BERT (Bidirectional Encoder Representations from Transformers) and RoBERTa revolutionized NLP by introducing bidirectional pretraining, enabling models to understand context from both directions simultaneously for superior language understanding.

Architecture Overview

BERT uses the encoder portion of the Transformer architecture. Input text is tokenized using WordPiece, and each token embedding is summed with a positional embedding and segment embedding. A special [CLS] token is prepended, and [SEP] tokens separate sentence pairs.

The token representations pass through L layers of bidirectional multi-head self-attention and feed-forward networks. Unlike GPT's causal masking, BERT uses no attention mask (except for padding), so every token can attend to every other token in both directions. Each layer applies post-LayerNorm with residual connections around both the attention and FFN sub-layers.

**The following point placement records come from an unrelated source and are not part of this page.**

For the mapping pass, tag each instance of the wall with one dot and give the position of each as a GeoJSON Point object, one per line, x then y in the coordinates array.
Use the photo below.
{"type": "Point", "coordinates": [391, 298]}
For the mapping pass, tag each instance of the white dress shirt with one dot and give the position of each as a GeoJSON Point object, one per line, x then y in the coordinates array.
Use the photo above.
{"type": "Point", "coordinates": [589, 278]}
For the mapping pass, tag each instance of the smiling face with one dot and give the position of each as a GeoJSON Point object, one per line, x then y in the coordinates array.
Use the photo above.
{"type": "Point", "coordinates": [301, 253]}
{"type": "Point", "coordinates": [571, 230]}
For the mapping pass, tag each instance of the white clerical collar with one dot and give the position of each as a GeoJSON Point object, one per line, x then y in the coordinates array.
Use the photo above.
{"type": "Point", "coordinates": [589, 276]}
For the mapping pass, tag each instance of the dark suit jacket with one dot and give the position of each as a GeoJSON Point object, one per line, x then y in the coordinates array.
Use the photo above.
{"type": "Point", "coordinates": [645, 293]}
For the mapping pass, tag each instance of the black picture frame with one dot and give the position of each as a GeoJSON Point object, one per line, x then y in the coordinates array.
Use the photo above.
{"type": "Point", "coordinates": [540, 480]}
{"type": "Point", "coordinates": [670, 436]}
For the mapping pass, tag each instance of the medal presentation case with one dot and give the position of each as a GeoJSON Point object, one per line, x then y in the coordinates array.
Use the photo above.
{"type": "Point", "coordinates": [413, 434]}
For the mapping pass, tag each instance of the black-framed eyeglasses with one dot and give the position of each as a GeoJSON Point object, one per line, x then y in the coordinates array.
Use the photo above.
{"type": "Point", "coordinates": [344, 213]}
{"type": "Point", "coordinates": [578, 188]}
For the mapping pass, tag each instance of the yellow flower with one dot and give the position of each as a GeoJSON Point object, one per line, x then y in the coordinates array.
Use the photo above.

For classification tasks, the [CLS] token's final hidden state is used. For token-level tasks (NER, QA), individual token representations are used with task-specific heads.

Key Innovations

Masked Language Modeling (MLM): BERT randomly masks 15% of input tokens and trains the model to predict them, enabling bidirectional context understanding
Next Sentence Prediction (NSP): BERT was trained to predict whether two sentences are consecutive, though RoBERTa later showed this was unnecessary
RoBERTa improvements: Removed NSP, used dynamic masking (different mask each epoch), trained with larger batches (8K sequences), more data (160GB), and longer training, substantially improving performance
Fine-tuning paradigm: Established the pretrain-then-finetune approach that dominated NLP for years

Common Use Cases

Text classification (sentiment analysis, spam detection), named entity recognition, question answering (SQuAD), semantic similarity, natural language inference, information retrieval, and as feature extractors for downstream NLP tasks.

Notable Variants & Sizes

BERT-Base (110M, 12 layers, 768-dim), BERT-Large (340M, 24 layers, 1024-dim). RoBERTa uses the same sizes with improved training. Domain-specific variants include SciBERT, BioBERT, ClinicalBERT, CodeBERT, and multilingual mBERT (104 languages). DistilBERT (66M) offers a compressed version retaining 97% of performance.

Technical Details

BERT-Base: 12 layers, 12 attention heads, hidden dim 768, FFN dim 3072, 512 max sequence length, 30K WordPiece vocabulary. Trained on BooksCorpus (800M words) + English Wikipedia (2.5B words). RoBERTa trained on 160GB of text including CC-News, OpenWebText, and Stories. Training uses Adam with linear warmup and decay, batch size 256 (BERT) or 8K (RoBERTa), and takes 1-3 days on 64-256 GPUs.